Leslie is best known for co-founding a Texas-based Internet service provider called FlashNet, which was sold to Prodigy Communications in 2000 for $120 million in stock. But he said he also has 25 years of experience in the mortgage business, including buying mortgage loans.
Montage is a niche mortgage company that doesn’t generally market directly to retail customers, Leslie said.
Getting referrals from servicers, Montage helps borrowers struggling to make payments reduce their loan balances. The company also works with homebuilders to make loans to homebuyers who can’t get loans through other lenders, Leslie said. The borrowers may have low credit scores, but Montage requires extensive documentation, he said.
Montage has around 50 employees, with more than 30 in Charlotte. “We intend for that operation to grow,” Leslie said of Charlotte.
Owens, 48, said he continues to expand his wealth management business and Owens Management Group, a consulting firm that helps chief executives hone their corporate cultures and strategies.
The former UNC Charlotte baseball player is also the CEO of Showcase Baseball Academy, which trains aspiring college baseball players at a facility off Independence Boulevard. He’s also writing a book on corporate culture.
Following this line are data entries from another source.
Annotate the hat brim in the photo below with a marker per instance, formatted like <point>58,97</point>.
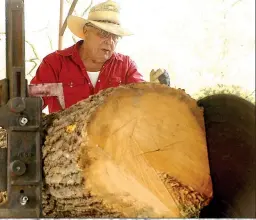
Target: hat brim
<point>76,24</point>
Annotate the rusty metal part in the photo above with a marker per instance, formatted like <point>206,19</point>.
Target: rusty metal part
<point>21,117</point>
<point>230,132</point>
<point>48,89</point>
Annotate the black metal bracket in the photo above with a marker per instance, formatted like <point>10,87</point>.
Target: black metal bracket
<point>21,117</point>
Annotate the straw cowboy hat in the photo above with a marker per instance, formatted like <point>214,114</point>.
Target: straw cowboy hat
<point>105,16</point>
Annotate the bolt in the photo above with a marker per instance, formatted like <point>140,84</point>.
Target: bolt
<point>23,200</point>
<point>23,121</point>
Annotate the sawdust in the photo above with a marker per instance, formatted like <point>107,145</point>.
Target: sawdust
<point>190,202</point>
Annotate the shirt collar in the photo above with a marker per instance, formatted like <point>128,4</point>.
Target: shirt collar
<point>71,51</point>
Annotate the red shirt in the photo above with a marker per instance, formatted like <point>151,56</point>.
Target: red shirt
<point>66,67</point>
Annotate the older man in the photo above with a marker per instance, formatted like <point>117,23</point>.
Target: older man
<point>91,64</point>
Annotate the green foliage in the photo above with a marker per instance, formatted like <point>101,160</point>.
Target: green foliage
<point>226,89</point>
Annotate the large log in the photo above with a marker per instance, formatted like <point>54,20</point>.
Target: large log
<point>134,151</point>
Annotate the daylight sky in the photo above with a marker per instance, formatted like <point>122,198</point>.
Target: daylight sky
<point>200,43</point>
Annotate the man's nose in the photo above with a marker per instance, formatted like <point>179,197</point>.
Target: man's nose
<point>110,40</point>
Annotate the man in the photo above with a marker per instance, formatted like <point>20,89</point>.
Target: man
<point>91,64</point>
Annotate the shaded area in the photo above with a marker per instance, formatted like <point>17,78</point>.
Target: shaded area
<point>230,128</point>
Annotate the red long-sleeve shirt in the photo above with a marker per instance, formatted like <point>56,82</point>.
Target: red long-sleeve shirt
<point>66,67</point>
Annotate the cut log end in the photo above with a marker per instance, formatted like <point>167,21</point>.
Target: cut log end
<point>133,151</point>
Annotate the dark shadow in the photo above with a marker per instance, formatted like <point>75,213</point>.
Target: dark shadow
<point>230,132</point>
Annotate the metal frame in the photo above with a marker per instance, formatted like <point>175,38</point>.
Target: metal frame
<point>21,161</point>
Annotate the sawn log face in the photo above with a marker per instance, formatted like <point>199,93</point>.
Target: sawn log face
<point>134,151</point>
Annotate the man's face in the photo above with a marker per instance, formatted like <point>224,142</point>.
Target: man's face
<point>101,44</point>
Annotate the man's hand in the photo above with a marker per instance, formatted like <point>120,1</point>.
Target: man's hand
<point>160,76</point>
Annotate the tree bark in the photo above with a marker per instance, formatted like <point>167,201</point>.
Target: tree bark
<point>134,151</point>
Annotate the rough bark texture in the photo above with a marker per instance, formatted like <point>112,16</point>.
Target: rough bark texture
<point>133,151</point>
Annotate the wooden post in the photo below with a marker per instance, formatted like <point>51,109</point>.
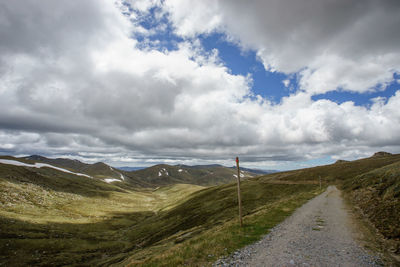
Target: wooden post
<point>320,185</point>
<point>239,199</point>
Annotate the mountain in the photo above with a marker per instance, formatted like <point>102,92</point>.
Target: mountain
<point>50,217</point>
<point>257,171</point>
<point>207,175</point>
<point>158,175</point>
<point>129,169</point>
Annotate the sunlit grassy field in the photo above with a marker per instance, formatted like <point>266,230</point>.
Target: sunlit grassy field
<point>86,222</point>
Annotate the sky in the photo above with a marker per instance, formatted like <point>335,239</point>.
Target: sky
<point>281,84</point>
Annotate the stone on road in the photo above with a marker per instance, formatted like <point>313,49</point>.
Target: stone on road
<point>319,233</point>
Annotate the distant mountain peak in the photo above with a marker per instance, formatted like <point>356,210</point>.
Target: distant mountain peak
<point>382,154</point>
<point>341,161</point>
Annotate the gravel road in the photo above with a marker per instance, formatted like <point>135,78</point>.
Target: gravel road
<point>320,233</point>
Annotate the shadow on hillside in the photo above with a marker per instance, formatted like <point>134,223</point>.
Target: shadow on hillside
<point>50,179</point>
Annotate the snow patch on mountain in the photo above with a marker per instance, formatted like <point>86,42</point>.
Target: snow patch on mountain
<point>39,165</point>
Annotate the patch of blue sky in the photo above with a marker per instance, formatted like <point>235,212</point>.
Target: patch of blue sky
<point>267,84</point>
<point>362,99</point>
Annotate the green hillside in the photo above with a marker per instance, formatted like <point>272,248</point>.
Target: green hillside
<point>200,175</point>
<point>49,217</point>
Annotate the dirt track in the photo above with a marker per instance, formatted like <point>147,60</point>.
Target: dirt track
<point>320,233</point>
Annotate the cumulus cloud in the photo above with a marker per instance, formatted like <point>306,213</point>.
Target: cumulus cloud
<point>346,45</point>
<point>73,81</point>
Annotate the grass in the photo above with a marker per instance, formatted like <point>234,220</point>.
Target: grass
<point>376,195</point>
<point>49,219</point>
<point>205,240</point>
<point>51,225</point>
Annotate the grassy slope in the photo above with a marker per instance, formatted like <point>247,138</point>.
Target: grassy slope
<point>377,194</point>
<point>200,175</point>
<point>124,226</point>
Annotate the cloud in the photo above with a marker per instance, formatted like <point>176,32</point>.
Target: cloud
<point>85,87</point>
<point>334,45</point>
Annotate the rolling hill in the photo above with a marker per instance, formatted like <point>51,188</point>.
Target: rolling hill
<point>49,217</point>
<point>158,175</point>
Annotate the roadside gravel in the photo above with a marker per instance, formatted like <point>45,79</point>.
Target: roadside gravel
<point>319,233</point>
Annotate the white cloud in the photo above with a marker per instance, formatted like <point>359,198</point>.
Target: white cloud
<point>82,87</point>
<point>286,82</point>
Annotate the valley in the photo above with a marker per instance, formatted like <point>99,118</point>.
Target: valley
<point>53,217</point>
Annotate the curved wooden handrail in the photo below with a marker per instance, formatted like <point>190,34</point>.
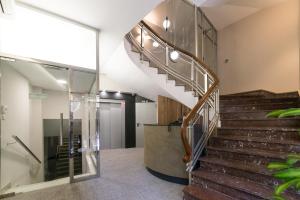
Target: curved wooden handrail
<point>201,101</point>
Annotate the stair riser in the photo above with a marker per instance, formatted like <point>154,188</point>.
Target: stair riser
<point>186,196</point>
<point>290,123</point>
<point>238,97</point>
<point>267,134</point>
<point>256,107</point>
<point>236,144</point>
<point>224,189</point>
<point>257,101</point>
<point>254,159</point>
<point>244,115</point>
<point>260,178</point>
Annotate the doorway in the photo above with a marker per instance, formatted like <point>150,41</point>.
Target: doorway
<point>112,120</point>
<point>49,124</point>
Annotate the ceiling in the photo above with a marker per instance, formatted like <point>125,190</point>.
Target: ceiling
<point>223,13</point>
<point>46,77</point>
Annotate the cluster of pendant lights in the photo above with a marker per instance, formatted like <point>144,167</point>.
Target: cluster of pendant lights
<point>174,55</point>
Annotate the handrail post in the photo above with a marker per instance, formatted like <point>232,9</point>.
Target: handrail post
<point>196,31</point>
<point>192,74</point>
<point>167,56</point>
<point>205,82</point>
<point>142,39</point>
<point>61,129</point>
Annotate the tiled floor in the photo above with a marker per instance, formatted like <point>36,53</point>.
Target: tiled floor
<point>123,177</point>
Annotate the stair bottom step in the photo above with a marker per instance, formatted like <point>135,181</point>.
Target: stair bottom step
<point>193,192</point>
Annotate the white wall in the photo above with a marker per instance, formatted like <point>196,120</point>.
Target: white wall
<point>108,84</point>
<point>263,51</point>
<point>56,102</point>
<point>15,95</point>
<point>34,34</point>
<point>36,138</point>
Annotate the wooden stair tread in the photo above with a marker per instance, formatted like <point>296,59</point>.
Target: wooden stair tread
<point>259,169</point>
<point>259,128</point>
<point>241,184</point>
<point>259,139</point>
<point>258,104</point>
<point>252,151</point>
<point>201,193</point>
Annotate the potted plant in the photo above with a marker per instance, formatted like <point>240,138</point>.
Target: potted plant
<point>289,171</point>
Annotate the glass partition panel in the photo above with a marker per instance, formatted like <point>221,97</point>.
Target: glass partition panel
<point>34,124</point>
<point>84,135</point>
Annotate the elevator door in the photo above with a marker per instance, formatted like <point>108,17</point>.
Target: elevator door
<point>112,129</point>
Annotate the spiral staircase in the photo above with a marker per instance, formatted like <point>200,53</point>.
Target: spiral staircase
<point>228,162</point>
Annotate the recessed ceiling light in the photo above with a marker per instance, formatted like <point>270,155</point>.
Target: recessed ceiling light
<point>155,44</point>
<point>8,59</point>
<point>166,24</point>
<point>62,81</point>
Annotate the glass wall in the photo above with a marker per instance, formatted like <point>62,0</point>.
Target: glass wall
<point>49,124</point>
<point>190,30</point>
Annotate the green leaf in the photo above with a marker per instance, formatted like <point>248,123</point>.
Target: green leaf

Owens launched Ameritrust Mortgage as a subprime lender in 1995, but it stopped making these higher-rate loans in 2007 when the industry imploded. He later rebuilt the company as a prime lender.
Increased regulation is “handcuffing” small mortgage companies, Owens said. “It was time for me to just break away ... because it’s a different regulatory business than it was in the past,” he said.
Owens also began evaluating his priorities after his son, Nick, contracted a mysterious virus last summer that kept him hospitalized for months. He has recovered, resuming his Charlotte Christian baseball career with plans to play for N.C. State next year.
“I keep preaching passion for what you do,” he said, “and I just saw that I found a new passion.”